Letter to the Editor

To the Editor:

A reasonable expectation by the people of a community is that their Select Board rises above personal preference and represents the collective interests of the community. On Tuesday night [Nov. 12], what occurred is reason for concern that might not be true in Dalton.

This all began when a Select Board member submitted his resignation effective Oct. 1 to the Town Clerk. Wishing to fill the vacated Select Board seat, in good faith I followed the state law, prepared a petition, and collected the required 200-plus signatures of which the Town Clerk certified 223. The Town Manager, who already had a copy of the Select Board member's resignation, was notified of the certified petitions the following day. All required steps had been completed.

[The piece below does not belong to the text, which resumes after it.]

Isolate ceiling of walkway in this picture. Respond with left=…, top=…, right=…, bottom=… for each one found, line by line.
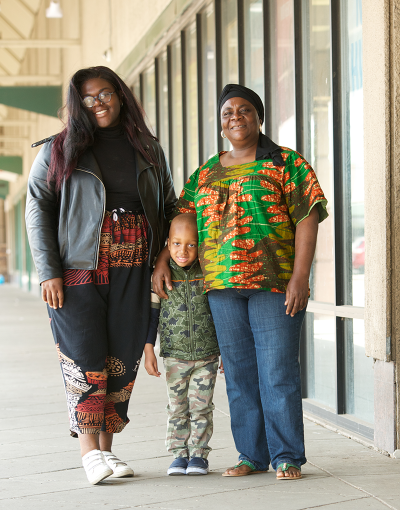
left=0, top=0, right=80, bottom=182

Or had they? At the Oct. 9 Select Board meeting when Board members discussed the submitted petition, there was no mention about how they were informed of the petition or that they had not seen the resignation letter. Then a month later at the Nov. 12 Select Board meeting we learn that providing the resignation letter and certified petitions to the Town Manager was insufficient. However, by informing the Town Manager back in October the Select Board had been informed. Thus, the contentions raised at the Nov. 12 meeting by John Boyle seem like a thinly veiled attempt to delay a decision until the end of January deadline to have a special election has passed.

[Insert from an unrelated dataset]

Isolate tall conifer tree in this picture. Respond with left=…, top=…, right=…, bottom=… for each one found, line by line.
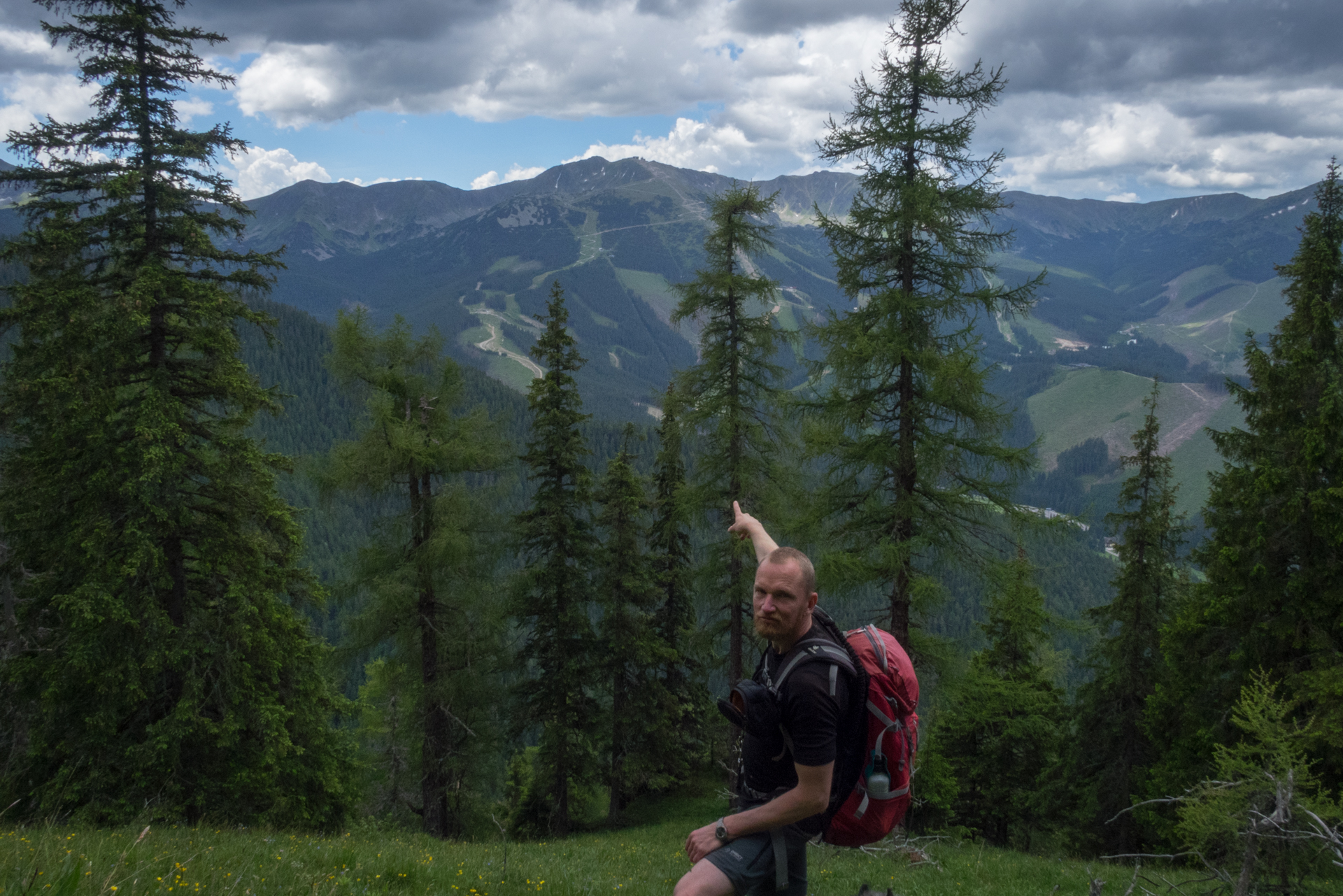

If this is happening with the Special Election, can we realistically hope that the present Board will listen to the call by residents to halt the rapid increases in spending and our taxes that have been occurring the last few years and pass a level-funded budget for next year, or to not harness the taxpayers in town with the majority of the cost for a new police station? I am sure these issues are of concern to many in town. However, to make a change many people need to speak up.

Please reach out to a Select Board member and let them know you are concerned and want the Special Election issue addressed and finalized at their Nov. 25 meeting.

Robert E.W. Collins
Dalton, Mass.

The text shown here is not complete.